Gee’s attorneys called several prominent expert witnesses, including Dr. Robert Cantu, a neurosurgery specialist who is the medical director for the National Center for Sports Injury Research and co-director of the Center for the Study of Traumatic Encephalopathy at Boston University.

Cantu testified that Gee suffered from and eventually died from CTE and that playing college football was a substantial contributing factor in his death. Gee’s brain was examined by the UNITE Brain Bank at Boston University, which determined he suffered from Stage 2 CTE. Four progressive stages of CTE have been identified, with Stage 4 being the most severe.

“I believe a substantial contributing factor to his addiction was the CTE,” Cantu testified. “The CTE, I believe, was due to the trauma that his brain took while playing football, predominantly — not exclusively, but predominantly — at the college level.
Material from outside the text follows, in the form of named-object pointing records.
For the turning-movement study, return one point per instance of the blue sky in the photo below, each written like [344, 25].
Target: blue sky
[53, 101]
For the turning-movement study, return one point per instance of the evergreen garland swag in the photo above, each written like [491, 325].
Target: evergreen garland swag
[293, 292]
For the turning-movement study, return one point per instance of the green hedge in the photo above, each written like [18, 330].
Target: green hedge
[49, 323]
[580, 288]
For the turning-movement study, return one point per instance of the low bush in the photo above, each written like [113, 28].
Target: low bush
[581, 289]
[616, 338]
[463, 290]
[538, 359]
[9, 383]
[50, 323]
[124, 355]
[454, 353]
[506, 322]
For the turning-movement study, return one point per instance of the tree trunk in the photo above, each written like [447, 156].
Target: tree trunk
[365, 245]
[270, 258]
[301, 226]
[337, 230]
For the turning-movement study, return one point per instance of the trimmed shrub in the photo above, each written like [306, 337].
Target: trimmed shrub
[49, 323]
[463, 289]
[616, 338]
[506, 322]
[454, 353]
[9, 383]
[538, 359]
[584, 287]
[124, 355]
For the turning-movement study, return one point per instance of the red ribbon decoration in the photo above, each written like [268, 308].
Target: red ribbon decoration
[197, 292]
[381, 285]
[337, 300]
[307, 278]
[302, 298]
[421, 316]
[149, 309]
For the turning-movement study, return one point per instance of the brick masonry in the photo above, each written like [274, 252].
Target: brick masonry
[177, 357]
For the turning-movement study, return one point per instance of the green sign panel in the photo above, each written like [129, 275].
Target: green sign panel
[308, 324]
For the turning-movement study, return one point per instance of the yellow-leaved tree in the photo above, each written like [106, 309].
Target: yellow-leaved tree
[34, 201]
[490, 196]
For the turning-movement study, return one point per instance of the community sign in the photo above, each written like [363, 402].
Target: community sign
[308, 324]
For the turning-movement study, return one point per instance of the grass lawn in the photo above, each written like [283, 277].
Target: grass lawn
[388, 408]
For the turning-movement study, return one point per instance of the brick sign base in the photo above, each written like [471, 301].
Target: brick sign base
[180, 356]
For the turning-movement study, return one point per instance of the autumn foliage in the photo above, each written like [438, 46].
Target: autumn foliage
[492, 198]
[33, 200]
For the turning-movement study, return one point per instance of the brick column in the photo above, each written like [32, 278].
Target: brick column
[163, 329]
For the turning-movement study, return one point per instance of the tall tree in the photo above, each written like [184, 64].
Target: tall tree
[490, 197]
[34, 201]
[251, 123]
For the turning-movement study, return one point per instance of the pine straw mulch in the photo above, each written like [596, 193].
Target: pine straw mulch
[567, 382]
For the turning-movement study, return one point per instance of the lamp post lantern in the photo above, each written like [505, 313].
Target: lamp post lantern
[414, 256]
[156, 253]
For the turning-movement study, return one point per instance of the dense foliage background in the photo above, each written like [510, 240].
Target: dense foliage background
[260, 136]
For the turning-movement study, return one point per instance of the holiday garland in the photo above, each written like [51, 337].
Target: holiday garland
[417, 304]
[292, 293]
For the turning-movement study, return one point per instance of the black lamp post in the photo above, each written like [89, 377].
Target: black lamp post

I believe the CTE is what caused him to not be able to better manage his addiction.”

Cantu pointed out that the National Institute Neurological Disorders and Stroke (NINDS), part of the National Institutes of Health (NIH), in October formally acknowledged publicly for the first time that CTE is caused by repetitive traumatic brain injuries. Lawyers for Alana Gee estimated that Matt Gee endured about 6,000 hits during his four-year USC career.

Evidence was presented that the NCAA might have deliberately destroyed documents that established the governing body knew more about the dangers of repetitive head injury and concussions to football players much earlier than stated. Stephen Casper, a professor and expert on traumatic brain injuries and concussions, testified that NCAA-produced journals from 1933 through 1966 are missing from the NCAA publications library, and that many of the journals include articles on what the NCAA had learned about the topic and recommended to curtail the damage.

Much of the testimony from Gee’s expert witnesses sought to establish that the NCAA had information about the adverse effects of concussions for decades that was not shared expediently with member schools or players. Even though the jury ruled that Gee’s death was not the responsibility of the NCAA, some experts believe the case established a foundation of alleged negligence that future cases can draw on.

The NCAA likely would call the same expert witnesses it did in the Gee case, and future plaintiffs would have an idea of their game plan.

NCAA witnesses “will testify the same thing from one case to another case,” said an expert who requested anonymity. “This kind of litigation is at its infancy, and while this jury determined there was not clear-cut causation, the next one might.”